ROME — Pope Francis on Friday denounced the “childlike scenario” taking place in Ukraine, where leaders play “with fire, missiles, and bombs.”

“After two terrible world wars, a cold war that for decades kept the world in suspense, catastrophic conflicts taking place in every part of the globe, and in the midst of accusations, threats and condemnations, we continue to find ourselves on the brink of a delicate precipice,” the pontiff told leaders gathered in Bahrain for a “Forum for Dialogue.”

While most of the world struggles to overcome common difficulties, it is a striking paradox that “a few potentates are caught up in a resolute struggle for partisan interests, reviving obsolete rhetoric, redesigning spheres of influence and opposing blocs,” he declared, without naming names.
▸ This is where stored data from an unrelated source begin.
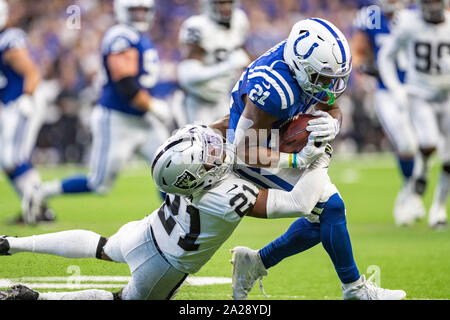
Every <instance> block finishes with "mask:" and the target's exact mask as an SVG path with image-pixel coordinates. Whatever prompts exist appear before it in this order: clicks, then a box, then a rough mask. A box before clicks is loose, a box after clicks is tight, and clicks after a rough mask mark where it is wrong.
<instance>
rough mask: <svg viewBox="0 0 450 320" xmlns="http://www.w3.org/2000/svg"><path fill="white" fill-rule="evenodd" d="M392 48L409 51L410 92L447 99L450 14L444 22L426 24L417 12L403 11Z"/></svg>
mask: <svg viewBox="0 0 450 320" xmlns="http://www.w3.org/2000/svg"><path fill="white" fill-rule="evenodd" d="M391 46H392V48H393V50H399V49H401V48H404V49H406V52H407V55H408V66H407V70H406V80H405V83H406V85H407V88H408V91H409V92H410V93H412V94H415V95H418V96H420V97H422V98H424V99H436V98H445V96H446V95H447V93H448V91H450V12H448V11H446V12H445V21H444V22H442V23H439V24H432V23H427V22H425V21H424V19H423V18H422V17H421V13H420V11H418V10H402V11H401V12H400V13H399V14H398V15H397V18H396V21H395V24H394V28H393V32H392V42H391Z"/></svg>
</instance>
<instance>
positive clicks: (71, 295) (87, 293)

“We appear to be witnessing a dramatic and childlike scenario,” he continued, where “in the garden of humanity, instead of cultivating our surroundings, we are playing instead with fire, missiles and bombs, weapons that bring sorrow and death, covering our common home with ashes and hatred.”

“Such will be the bitter consequences if we continue to accentuate conflict instead of understanding, if we persist in stubbornly imposing our own models and despotic, imperialist, nationalist and populist visions,” he asserted.

This will happen “if we continue simplistically to divide people into good and bad, if we make no effort to understand one another and to cooperate for the good of all,” he said. “These are the choices before us since, in a globalized world, we only advance by rowing together; if we sail alone, we go adrift.”

“We want the divergences between East and West to be settled for the good of all, without distracting attention from another divergence that is constantly and dramatically increasing: the gap between the North and the South of the world,” Francis stated.

“And if different potentates deal with each other on the basis of interests, money and power plays, may we show that another path of encounter is possible,” he said. “Possible and necessary, since force, arms and money will never paint a future of peace.”

“I address to all my heartfelt appeal for an end to the war in Ukraine and the start of serious negotiations for peace,” he said.